Can't complete isaac_ros_foundationpose quickstart

Hi, I’m trying to complete this Quickstart.
I’m on x86, i9 with 32MB ram and RTX 4070 laptop with 8 GB ram.
Is there some way to reduce the batch size or is more ram needed for the GPU?

Here’s the error (just the last part):

[component_container_mt-1] [INFO] [1719138216.477395281] [foundationpose_node]: [NitrosSubscriber] Use the negotiated data format: "nitros_image_rgb8"
[component_container_mt-1] [INFO] [1719138216.477399532] [foundationpose_node]: [NitrosSubscriber] Negotiation ended with no results
[component_container_mt-1] [INFO] [1719138216.477402940] [foundationpose_node]: [NitrosSubscriber] Use the compatible subscriber: topic_name="/rgb/camera_info", data_format="nitros_camera_info"
[component_container_mt-1] [INFO] [1719138216.477406854] [foundationpose_node]: [NitrosSubscriber] Use the negotiated data format: "nitros_image_mono8"
[component_container_mt-1] [INFO] [1719138216.477410454] [foundationpose_node]: [NitrosSubscriber] Negotiation ended with no results
[component_container_mt-1] [INFO] [1719138216.477413557] [foundationpose_node]: [NitrosSubscriber] Use the compatible subscriber: topic_name="/depth_image", data_format="nitros_image_32FC1"

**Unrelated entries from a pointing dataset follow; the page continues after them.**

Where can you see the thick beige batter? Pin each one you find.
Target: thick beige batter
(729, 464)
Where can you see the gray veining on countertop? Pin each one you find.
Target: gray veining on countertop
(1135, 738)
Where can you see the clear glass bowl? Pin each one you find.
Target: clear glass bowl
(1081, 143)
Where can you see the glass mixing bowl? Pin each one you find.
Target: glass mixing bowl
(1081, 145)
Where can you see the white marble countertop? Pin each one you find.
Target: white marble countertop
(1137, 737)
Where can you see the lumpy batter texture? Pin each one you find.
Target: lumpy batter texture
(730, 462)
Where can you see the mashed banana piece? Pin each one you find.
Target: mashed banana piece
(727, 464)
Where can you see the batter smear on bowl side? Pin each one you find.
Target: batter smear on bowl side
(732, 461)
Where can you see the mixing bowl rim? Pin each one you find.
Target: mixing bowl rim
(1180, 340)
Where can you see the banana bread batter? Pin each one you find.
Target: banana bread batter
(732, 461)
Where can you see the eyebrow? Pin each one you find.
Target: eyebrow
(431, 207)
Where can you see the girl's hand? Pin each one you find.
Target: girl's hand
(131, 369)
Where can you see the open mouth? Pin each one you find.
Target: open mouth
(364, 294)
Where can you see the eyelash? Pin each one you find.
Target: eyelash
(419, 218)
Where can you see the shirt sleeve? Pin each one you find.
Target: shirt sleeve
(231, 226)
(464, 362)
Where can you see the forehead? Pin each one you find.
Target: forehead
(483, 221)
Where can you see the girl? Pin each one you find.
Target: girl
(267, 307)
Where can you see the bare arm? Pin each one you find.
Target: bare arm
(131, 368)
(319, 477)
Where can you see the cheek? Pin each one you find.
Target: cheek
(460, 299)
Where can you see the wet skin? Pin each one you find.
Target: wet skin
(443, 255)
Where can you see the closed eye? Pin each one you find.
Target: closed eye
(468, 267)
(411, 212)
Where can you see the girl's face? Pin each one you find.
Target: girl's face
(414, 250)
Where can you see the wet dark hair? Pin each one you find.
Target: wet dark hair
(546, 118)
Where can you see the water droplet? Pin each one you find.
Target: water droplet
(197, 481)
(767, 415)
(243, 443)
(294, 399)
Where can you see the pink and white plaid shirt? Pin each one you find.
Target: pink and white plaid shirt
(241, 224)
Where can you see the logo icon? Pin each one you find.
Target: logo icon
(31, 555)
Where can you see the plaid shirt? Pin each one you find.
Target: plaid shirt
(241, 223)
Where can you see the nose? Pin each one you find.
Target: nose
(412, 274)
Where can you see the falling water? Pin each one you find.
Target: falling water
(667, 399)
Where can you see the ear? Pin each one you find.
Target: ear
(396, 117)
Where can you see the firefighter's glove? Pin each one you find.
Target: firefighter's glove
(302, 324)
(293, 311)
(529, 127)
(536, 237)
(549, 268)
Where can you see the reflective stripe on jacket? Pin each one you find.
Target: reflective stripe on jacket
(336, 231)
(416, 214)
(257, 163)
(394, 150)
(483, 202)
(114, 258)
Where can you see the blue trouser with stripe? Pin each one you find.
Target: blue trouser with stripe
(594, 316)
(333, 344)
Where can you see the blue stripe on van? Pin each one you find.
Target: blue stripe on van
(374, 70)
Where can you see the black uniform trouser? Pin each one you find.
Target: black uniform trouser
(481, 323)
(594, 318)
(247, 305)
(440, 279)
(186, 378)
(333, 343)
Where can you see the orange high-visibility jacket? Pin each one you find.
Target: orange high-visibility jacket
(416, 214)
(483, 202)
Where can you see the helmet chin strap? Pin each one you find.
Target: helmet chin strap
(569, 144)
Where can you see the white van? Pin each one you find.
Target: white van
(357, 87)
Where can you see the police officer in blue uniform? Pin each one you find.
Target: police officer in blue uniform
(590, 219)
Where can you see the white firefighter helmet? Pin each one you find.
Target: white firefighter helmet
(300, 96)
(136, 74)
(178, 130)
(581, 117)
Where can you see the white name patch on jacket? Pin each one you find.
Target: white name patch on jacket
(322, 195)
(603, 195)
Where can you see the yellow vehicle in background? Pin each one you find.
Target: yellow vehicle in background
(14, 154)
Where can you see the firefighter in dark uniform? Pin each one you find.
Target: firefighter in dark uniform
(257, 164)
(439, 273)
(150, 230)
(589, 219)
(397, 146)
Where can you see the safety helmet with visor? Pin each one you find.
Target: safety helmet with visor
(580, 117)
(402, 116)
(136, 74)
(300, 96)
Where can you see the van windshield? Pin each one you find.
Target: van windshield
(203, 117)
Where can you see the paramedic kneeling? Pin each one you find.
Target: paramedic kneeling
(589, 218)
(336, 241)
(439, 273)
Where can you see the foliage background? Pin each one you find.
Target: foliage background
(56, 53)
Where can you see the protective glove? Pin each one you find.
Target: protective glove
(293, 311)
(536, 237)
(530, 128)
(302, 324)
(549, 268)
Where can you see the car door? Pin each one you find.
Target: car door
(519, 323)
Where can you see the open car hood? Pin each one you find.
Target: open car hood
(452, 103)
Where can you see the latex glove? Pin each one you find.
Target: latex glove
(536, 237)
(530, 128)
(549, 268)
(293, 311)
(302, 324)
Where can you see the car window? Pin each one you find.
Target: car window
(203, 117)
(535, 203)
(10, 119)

[component_container_mt-1] [INFO] [1719138216.477502035] [foundationpose_node]: [NitrosNode] Exporting the final graph based on the negotiation results
[component_container_mt-1] [INFO] [1719138218.149944263] [foundationpose_node]: [NitrosNode] Wrote the final top level YAML graph to "/tmp/isaac_ros_nitros/graphs/GVUOUAGZWE/GVUOUAGZWE.yaml"
[component_container_mt-1] [INFO] [1719138218.149985756] [foundationpose_node]: [NitrosNode] Loading application
[component_container_mt-1] 2024-06-23 12:23:38.156 WARN  gxf/std/yaml_file_loader.cpp@1077: Using unregistered parameter 'dummy_rx' in component ''.

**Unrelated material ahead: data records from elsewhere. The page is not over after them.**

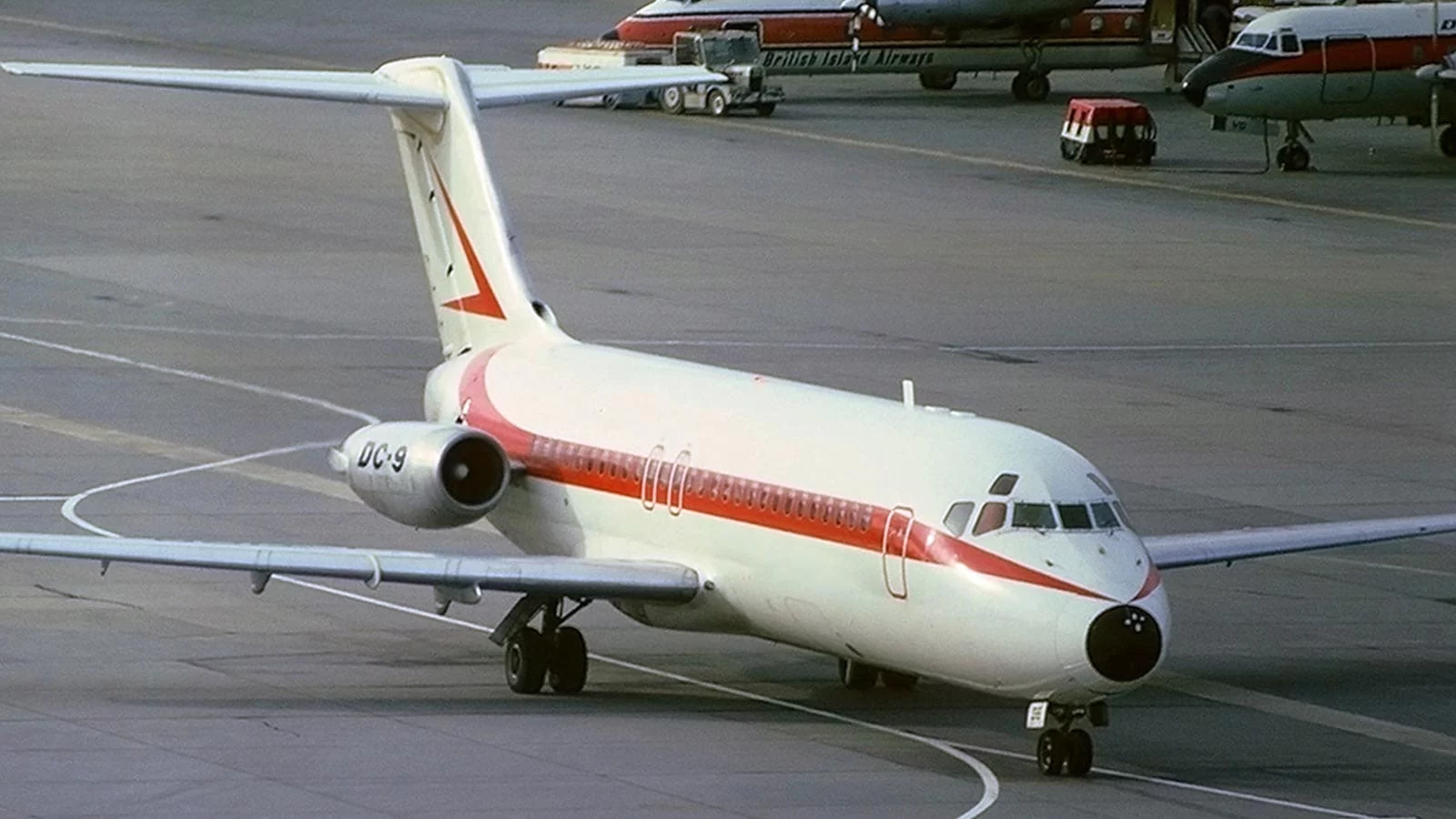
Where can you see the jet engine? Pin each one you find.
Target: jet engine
(424, 475)
(965, 14)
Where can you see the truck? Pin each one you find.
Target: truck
(730, 53)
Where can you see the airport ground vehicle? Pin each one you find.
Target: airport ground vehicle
(1108, 130)
(734, 55)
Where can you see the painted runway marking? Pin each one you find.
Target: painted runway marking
(1085, 175)
(1181, 784)
(990, 785)
(1235, 695)
(1360, 724)
(194, 375)
(201, 331)
(127, 36)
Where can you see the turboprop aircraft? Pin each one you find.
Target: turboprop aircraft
(1334, 63)
(932, 38)
(902, 540)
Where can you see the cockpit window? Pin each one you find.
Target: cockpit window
(1074, 516)
(1004, 484)
(994, 516)
(1033, 516)
(1103, 516)
(958, 516)
(1252, 40)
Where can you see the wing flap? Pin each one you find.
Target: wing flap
(1198, 548)
(557, 576)
(492, 85)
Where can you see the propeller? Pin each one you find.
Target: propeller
(864, 11)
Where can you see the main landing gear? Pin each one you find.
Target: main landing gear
(863, 676)
(555, 654)
(1031, 85)
(1067, 748)
(1293, 157)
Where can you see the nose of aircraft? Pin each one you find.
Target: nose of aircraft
(1125, 643)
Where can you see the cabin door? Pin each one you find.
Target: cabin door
(1349, 69)
(893, 548)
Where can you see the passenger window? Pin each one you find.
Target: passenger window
(1074, 516)
(1004, 484)
(1033, 516)
(1103, 516)
(994, 516)
(958, 516)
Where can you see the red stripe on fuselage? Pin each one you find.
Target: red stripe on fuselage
(1350, 56)
(730, 497)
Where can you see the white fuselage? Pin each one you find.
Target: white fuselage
(813, 515)
(1330, 63)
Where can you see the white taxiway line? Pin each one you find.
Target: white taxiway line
(194, 375)
(990, 785)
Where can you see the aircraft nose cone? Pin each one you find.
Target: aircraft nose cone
(1125, 643)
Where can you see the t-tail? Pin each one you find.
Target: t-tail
(477, 276)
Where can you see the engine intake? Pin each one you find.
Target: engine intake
(424, 475)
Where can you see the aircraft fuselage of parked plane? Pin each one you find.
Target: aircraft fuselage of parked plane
(902, 540)
(1332, 63)
(829, 36)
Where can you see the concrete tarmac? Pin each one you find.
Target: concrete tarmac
(187, 278)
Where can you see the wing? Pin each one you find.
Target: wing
(492, 85)
(1174, 551)
(546, 576)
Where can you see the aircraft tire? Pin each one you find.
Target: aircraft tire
(717, 102)
(568, 662)
(1052, 753)
(856, 675)
(938, 80)
(1079, 753)
(899, 681)
(526, 661)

[component_container_mt-1] 2024-06-23 12:23:38.156 WARN  gxf/std/yaml_file_loader.cpp@1077: Using unregistered parameter 'dummy_rx' in component ''.

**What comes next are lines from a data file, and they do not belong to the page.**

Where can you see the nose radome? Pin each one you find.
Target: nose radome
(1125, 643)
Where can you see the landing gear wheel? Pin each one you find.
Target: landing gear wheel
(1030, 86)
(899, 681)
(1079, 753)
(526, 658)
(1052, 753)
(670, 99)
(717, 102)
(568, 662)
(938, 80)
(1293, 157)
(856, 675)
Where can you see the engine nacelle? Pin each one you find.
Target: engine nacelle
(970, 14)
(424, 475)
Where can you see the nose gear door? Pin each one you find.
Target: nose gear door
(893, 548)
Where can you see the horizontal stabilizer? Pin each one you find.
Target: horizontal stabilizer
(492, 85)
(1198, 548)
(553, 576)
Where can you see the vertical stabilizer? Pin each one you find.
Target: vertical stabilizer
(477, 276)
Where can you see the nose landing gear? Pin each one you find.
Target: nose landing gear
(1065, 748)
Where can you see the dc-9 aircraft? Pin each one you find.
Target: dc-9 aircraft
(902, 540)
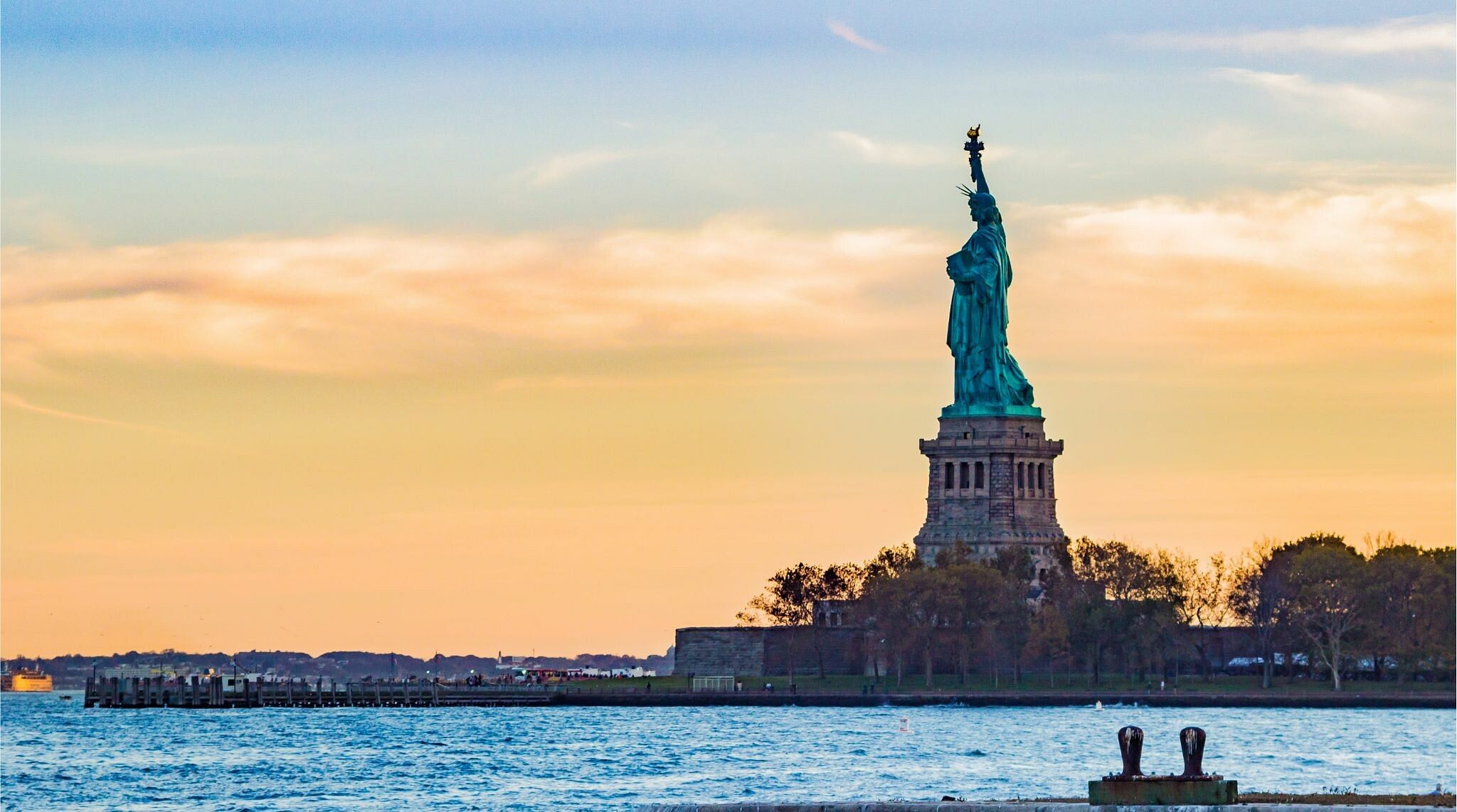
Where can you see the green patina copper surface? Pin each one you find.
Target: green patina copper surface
(988, 380)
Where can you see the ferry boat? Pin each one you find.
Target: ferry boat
(25, 680)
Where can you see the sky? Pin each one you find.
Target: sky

[component_container_mt-1] 2024-06-23 12:23:38.157 WARN  gxf/std/yaml_file_loader.cpp@1077: Using unregistered parameter 'dev_id' in component 'stream'.
[component_container_mt-1] [INFO] [1719138218.157802817] [foundationpose_node]: [NitrosNode] Initializing and running GXF graph
[component_container_mt-1] 2024-06-23 12:23:38.160 WARN  gxf/std/scheduling_terms.cpp@333: 'min_size' parameter in MultiMessageAvailableSchedulingTerm is deprecated. Use 'min_sum' with SumOfAll sampling mode instead
[component_container_mt-1] 2024-06-23 12:23:38.160 WARN  gxf/std/scheduling_terms.cpp@333: 'min_size' parameter in MultiMessageAvailableSchedulingTerm is deprecated. Use 'min_sum' with SumOfAll sampling mode instead
[component_container_mt-1] 2024-06-23 12:23:38.160 WARN  gxf/std/scheduling_terms.cpp@333: 'min_size' parameter in MultiMessageAvailableSchedulingTerm is deprecated. Use 'min_sum' with SumOfAll sampling mode instead
[component_container_mt-1] 2024-06-23 12:23:38.160 WARN  gxf/std/scheduling_terms.cpp@333: 'min_size' parameter in MultiMessageAvailableSchedulingTerm is deprecated. Use 'min_sum' with SumOfAll sampling mode instead
[component_container_mt-1] 2024-06-23 12:23:38.161 WARN  gxf/std/scheduling_terms.cpp@333: 'min_size' parameter in MultiMessageAvailableSchedulingTerm is deprecated. Use 'min_sum' with SumOfAll sampling mode instead
[component_container_mt-1] [INFO] [1719138218.162818484] [foundationpose_node]: [NitrosNode] Node was started
[component_container_mt-1] Could not open file 
[component_container_mt-1] Could not open file 
[component_container_mt-1] [ERROR] [1719138219.342796304] [TRT]: TRT ERROR: ModelImporter.cpp:733: Failed to parse ONNX model from file: 
[component_container_mt-1] [ERROR] [1719138219.445128976] [tensor_rt]: Unable to read tensor shape info from TRT Model Engine or from ONNX file.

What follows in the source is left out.